The movie knows how it wants to resolve its story. Okay, “story” might be a bit much for what is basically a parable on how humans can be so darned inhumane. Especially those awful men who apparently exist ONLY to abuse, or to WANT TO abuse, women. Yeah, men aren’t cut much slack in this movie, even if one is the main, on-screen character through 98% of the runtime.

The point is that, even if you know exactly how you want things to resolve in your story/film, the trip there has to feel natural and unforced. An undiscovered part of someone’s personality connects with another, or even unconventional thinking by an outsider could spin the narrative in a new direction.

Nope. You get at least three math prodigies in this primarily one-man show who out think advanced intelligence. THREE!!!!!! Oh, come on!!! We had only two math NERDS in our high school. Not prodigies, but nerds!

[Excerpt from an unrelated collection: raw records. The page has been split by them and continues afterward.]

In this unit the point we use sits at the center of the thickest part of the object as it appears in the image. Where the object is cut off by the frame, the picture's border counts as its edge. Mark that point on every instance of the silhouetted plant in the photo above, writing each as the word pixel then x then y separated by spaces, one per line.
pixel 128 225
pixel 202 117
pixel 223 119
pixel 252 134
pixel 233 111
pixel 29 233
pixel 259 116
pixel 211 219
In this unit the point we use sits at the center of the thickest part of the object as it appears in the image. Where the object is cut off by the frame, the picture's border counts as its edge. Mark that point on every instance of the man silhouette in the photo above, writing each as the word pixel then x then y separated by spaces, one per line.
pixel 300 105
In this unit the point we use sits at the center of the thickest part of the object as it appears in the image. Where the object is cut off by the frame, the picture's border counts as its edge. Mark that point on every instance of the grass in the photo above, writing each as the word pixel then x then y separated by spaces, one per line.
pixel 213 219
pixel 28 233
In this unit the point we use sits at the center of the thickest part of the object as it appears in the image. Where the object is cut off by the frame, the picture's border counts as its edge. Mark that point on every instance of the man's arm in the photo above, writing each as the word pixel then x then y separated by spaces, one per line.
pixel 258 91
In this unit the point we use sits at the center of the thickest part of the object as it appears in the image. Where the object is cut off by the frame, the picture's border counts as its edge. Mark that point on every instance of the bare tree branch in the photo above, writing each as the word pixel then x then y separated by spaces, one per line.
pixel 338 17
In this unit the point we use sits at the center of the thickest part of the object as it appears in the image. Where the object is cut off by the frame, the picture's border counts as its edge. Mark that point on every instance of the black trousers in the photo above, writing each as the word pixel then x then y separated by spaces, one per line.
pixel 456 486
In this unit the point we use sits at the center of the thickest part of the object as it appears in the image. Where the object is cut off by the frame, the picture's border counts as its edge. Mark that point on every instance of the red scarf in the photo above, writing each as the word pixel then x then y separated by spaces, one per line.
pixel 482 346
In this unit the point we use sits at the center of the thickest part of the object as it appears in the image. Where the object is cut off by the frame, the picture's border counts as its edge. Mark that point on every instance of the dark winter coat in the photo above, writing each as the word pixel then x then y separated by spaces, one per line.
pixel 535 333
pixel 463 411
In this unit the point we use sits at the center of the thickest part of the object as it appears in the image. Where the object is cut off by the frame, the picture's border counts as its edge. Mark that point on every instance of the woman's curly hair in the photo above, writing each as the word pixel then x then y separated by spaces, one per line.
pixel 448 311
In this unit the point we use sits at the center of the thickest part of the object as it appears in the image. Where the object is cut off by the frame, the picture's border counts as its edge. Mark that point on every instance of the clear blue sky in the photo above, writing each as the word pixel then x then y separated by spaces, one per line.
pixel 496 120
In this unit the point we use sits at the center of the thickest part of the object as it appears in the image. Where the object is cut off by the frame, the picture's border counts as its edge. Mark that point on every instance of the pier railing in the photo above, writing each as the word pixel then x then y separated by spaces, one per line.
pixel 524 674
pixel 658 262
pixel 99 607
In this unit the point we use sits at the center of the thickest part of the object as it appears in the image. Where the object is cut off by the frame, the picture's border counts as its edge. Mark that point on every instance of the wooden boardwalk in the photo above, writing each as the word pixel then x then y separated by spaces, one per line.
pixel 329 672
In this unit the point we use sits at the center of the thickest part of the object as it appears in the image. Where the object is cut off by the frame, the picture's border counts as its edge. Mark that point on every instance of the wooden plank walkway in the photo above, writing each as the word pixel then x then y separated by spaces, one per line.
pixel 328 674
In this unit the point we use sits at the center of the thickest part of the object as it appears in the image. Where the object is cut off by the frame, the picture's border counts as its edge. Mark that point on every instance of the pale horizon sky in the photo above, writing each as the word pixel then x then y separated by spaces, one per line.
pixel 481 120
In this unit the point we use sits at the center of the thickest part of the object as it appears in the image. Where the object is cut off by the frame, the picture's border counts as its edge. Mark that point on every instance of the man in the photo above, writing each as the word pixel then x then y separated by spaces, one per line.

We’ll ignore the fact that our main character just so happens to have a handy translation guide for the messages that seem to appear on the walls of his cell. Maybe the outcome would have been different if the messages were in a different language. Let’s also ignore the fact that our main character just so happens to connect with the only other person who could assist with working out the puzzle of the messages.

**Sigh** Let’s ignore “The Abandon”? No? Okay.

On the upside, the acting is fine and, technically, “The Abandon” is serviceable with decent lighting and good camerawork considering the bulk of the movie takes place in a non-descript room.

“The Abandon” is not a movie that comes with a recommendation from this reviewer. If you want to have a movie lead you, with fingers hooked in your nostrils, through contrived plot points to an ending that wants to be “Golly WOW!” but ends up more like “What did I do to deserve this? I coulda watched ‘Bio-Dome’!”, then don’t miss “The Abandon”!